Enfim, são tudo coisas que nos vêm simplificar a vida e que são bem-vindas nos dias de hoje em que parece que não temos tempo para nada.
E, já que falamos do IRS, como eram horríveis os dias em que se tinha de passar horas e horas na fila (aliás nessa altura chamava-se bicha e parece que ninguém se importava...) só para comprar os impressos, mais outras tantas para a entrega, e mais algumas para pagar!
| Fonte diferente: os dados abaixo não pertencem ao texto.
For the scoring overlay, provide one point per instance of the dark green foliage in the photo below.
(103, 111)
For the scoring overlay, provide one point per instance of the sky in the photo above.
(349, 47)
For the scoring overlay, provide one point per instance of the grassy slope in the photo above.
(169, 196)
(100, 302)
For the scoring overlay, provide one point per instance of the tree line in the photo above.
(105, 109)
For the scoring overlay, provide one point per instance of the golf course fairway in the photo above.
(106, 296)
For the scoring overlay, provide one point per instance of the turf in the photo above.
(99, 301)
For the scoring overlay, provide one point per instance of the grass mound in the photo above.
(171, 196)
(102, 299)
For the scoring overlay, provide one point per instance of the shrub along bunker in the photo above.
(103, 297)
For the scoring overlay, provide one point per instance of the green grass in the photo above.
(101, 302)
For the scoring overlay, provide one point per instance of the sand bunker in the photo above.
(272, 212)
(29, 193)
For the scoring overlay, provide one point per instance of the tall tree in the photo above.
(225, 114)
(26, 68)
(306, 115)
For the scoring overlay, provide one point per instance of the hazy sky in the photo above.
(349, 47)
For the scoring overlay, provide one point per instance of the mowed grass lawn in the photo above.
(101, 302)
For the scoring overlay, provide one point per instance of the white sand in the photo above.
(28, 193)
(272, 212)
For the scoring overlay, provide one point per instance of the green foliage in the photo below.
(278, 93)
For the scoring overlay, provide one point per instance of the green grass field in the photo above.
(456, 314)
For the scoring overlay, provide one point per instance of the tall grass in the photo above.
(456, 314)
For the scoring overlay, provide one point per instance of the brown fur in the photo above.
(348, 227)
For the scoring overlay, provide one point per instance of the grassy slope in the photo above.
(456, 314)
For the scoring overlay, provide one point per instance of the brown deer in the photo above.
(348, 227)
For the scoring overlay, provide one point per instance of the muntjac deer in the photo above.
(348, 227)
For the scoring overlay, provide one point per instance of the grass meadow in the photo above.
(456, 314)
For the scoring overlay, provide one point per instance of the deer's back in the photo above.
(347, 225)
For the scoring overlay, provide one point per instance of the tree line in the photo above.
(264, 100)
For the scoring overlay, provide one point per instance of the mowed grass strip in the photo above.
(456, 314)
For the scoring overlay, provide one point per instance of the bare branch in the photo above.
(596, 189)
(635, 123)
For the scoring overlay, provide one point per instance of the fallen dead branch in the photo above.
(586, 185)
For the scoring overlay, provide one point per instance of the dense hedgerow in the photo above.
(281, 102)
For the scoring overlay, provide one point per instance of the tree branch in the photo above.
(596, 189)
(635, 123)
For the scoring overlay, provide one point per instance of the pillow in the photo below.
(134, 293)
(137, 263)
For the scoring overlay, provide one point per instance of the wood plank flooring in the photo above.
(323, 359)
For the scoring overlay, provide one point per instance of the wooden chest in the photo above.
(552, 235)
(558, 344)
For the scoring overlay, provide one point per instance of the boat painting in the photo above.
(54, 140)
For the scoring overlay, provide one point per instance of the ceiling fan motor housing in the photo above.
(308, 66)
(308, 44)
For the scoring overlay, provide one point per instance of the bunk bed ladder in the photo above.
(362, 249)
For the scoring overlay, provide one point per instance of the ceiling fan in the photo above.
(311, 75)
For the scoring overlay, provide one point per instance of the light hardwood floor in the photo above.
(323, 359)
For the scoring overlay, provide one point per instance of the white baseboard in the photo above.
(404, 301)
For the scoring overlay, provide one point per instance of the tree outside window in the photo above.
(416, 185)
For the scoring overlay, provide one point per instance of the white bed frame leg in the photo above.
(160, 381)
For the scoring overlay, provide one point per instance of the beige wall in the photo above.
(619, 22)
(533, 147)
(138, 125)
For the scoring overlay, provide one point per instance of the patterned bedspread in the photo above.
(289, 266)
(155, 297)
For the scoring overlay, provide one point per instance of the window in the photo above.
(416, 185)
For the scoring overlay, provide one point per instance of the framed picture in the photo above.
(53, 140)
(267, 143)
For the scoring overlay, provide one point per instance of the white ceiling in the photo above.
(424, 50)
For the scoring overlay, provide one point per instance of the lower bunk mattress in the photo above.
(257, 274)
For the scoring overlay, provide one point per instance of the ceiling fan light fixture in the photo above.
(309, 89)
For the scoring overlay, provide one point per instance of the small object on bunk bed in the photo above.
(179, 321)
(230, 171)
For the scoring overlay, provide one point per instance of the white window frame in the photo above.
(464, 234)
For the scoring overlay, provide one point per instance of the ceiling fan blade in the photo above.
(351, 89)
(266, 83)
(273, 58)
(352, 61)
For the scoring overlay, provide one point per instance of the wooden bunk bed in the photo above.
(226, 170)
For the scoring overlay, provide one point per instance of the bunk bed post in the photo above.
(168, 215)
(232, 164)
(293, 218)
E tudo isso, naturalmente, à custa de horas de trabalho que ficavam a arder…
-- ooOoo --
Mas, perante estas coisas novas, é claro que há sempre os cépticos, como o meu amigo Inácio.
Querem ouvir?
Um dia destes um jornal descrevia o drama possível para pagar uma licença de cão:
Apanhar a única camioneta da manhã para ir até à vila, passar os trâmites burocráticos a que o Estado desde sempre nos habituou, e ao fim do dia voltar para a terra na única camioneta de regresso.
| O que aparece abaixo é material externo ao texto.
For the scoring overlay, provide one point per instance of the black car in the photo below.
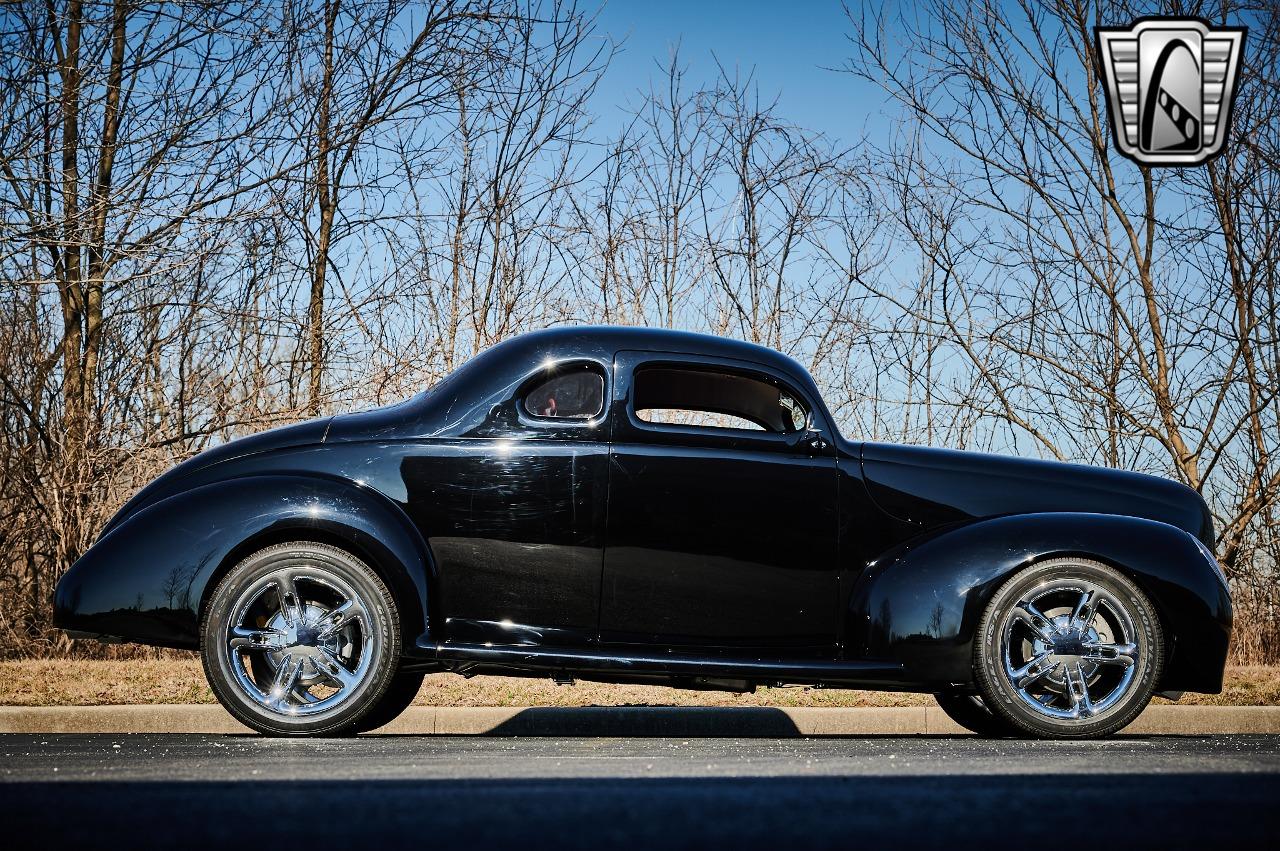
(654, 507)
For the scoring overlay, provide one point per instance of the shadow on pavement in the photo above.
(608, 811)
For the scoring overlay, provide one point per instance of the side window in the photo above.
(575, 394)
(709, 398)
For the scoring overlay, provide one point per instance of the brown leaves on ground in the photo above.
(81, 682)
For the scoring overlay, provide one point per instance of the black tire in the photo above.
(319, 575)
(397, 698)
(972, 713)
(1068, 649)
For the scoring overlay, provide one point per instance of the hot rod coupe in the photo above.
(654, 507)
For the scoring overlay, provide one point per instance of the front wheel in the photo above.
(301, 639)
(1068, 649)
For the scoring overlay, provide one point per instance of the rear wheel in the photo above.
(301, 639)
(1068, 649)
(972, 713)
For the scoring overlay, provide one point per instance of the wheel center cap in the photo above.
(302, 636)
(1070, 644)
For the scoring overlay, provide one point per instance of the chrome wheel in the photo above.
(1069, 649)
(298, 640)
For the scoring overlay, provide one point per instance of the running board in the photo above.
(627, 664)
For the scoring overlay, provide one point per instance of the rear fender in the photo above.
(147, 579)
(920, 603)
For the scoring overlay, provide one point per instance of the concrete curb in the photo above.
(618, 721)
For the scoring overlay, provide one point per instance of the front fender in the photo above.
(920, 603)
(146, 579)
Apanhando no ar este exemplo, tão caricato como de palpável realidade, não deixei que o Inácio fugisse sem lhe arengar:
— Tudo isso, com as novas tecnologias, se pode e deve evitar. E assim será, decerto, num futuro não muito distante.
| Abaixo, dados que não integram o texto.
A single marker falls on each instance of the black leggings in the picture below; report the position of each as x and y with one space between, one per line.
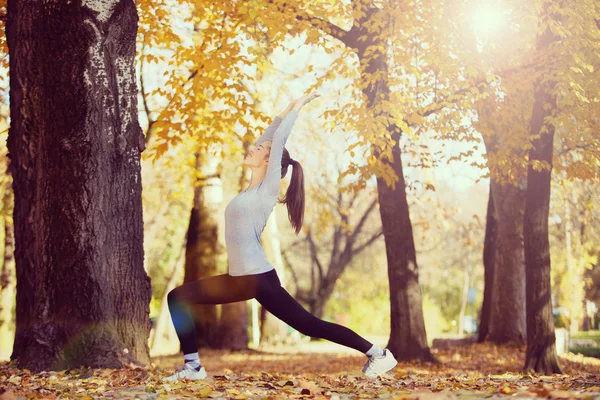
267 289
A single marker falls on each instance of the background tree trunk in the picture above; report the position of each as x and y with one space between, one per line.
541 340
272 329
162 321
201 256
75 144
489 261
408 339
507 318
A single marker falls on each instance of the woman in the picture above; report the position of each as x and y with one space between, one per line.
250 274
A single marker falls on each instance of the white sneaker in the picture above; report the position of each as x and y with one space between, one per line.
186 374
376 366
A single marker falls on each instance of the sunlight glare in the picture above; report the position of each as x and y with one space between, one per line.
488 20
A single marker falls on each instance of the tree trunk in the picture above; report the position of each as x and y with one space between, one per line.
507 318
7 288
272 329
233 326
489 261
541 348
408 339
75 144
232 329
163 320
201 257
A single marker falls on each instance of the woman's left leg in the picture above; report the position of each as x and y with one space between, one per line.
281 304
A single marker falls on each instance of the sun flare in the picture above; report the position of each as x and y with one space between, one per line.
488 20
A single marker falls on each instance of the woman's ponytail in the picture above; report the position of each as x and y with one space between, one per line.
294 196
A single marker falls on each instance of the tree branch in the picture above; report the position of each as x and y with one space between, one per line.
366 244
318 23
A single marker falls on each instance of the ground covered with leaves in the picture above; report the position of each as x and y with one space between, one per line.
476 371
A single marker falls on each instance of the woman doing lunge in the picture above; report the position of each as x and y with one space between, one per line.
250 274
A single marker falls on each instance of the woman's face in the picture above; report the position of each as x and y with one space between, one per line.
258 156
Mas o meu amigo Inácio, céptico e tecno-fóbico de há muitos anos, respondeu-me com a frase do costume:
— Ora… isso resta saber…
Rematando, seguro de si:
— Essas coisas só servem é para criar desemprego!
E condescendeu em explicar:
— Você não vê que o gajo, ao ir à vila, está a dar trabalho a muita gente? Ao motorista da camioneta, ao cobrador, ao tipo que vende o gasóleo… isto já para não falar no pessoal lá da Câmara, nos trabalhadores que fabricam os papeis, os carimbos, as tintas, as esferográficas!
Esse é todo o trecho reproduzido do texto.